The Chinese central bank cut the repo rate by 50 basis points on Monday night, which bodes well for the recovery in consumption and metal stocks to recover as demand increases. China is in a mid-cycle slowdown and the falling repo rate is what the economy needs to get back on track. Chinese markets were supported by the easing of monetary policy from the central bank. peaked at 6.3486 today.

At the ninth consecutive policy meeting, the MPC kept all key rates unchanged and maintained its stance as accommodating. The MPC said the accommodative policy will continue until there is a lasting recovery in the economy. MPC noted that the 8.4% growth in the second quarter was largely due to the base effect.

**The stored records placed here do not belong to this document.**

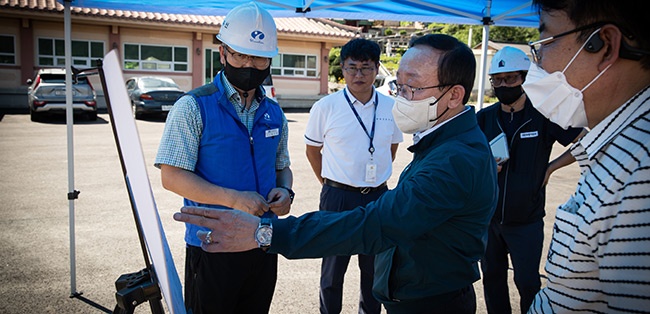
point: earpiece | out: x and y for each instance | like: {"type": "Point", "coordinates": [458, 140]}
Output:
{"type": "Point", "coordinates": [594, 44]}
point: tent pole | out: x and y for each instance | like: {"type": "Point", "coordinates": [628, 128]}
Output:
{"type": "Point", "coordinates": [481, 81]}
{"type": "Point", "coordinates": [69, 119]}
{"type": "Point", "coordinates": [487, 20]}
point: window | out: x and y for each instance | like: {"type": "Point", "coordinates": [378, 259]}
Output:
{"type": "Point", "coordinates": [294, 65]}
{"type": "Point", "coordinates": [7, 49]}
{"type": "Point", "coordinates": [51, 52]}
{"type": "Point", "coordinates": [212, 64]}
{"type": "Point", "coordinates": [155, 58]}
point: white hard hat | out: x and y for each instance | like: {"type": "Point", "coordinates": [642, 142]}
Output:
{"type": "Point", "coordinates": [249, 29]}
{"type": "Point", "coordinates": [509, 59]}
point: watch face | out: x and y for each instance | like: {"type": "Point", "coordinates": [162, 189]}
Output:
{"type": "Point", "coordinates": [263, 235]}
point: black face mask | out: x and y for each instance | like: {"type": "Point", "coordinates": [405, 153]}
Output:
{"type": "Point", "coordinates": [246, 78]}
{"type": "Point", "coordinates": [508, 95]}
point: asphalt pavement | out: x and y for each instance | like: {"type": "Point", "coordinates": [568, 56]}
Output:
{"type": "Point", "coordinates": [35, 258]}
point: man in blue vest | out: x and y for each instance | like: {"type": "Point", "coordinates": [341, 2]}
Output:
{"type": "Point", "coordinates": [428, 233]}
{"type": "Point", "coordinates": [225, 146]}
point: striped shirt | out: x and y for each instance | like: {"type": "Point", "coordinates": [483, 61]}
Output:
{"type": "Point", "coordinates": [179, 146]}
{"type": "Point", "coordinates": [599, 257]}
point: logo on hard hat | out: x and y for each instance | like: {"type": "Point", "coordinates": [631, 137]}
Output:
{"type": "Point", "coordinates": [257, 36]}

Retail price inflation in India fell to 4.48% in October, but it is still far from MPC’s ideal rate of 4%. Due to the unchanged monetary policy, the rupee broke through the strong support at 75.50, but exporters’ selling interest prevented the domestic currency from falling rapidly beyond the support level of 75.50. The 10-year sovereign bond yield has fallen slightly below 6.36% at this point.

As concerns persist, investors are turning to safe-haven assets such as the dollar and US Treasury bonds. This caused the dollar to rise and US bond yields to fall. The USD index is currently trading at 96.15. After a sense of risk aversion took hold in the markets, investors crowded into bonds in search of safety. However, the yield on 2-year bonds climbed to 0.68%, as Fed rate hikes appear certain in the second half of 2022.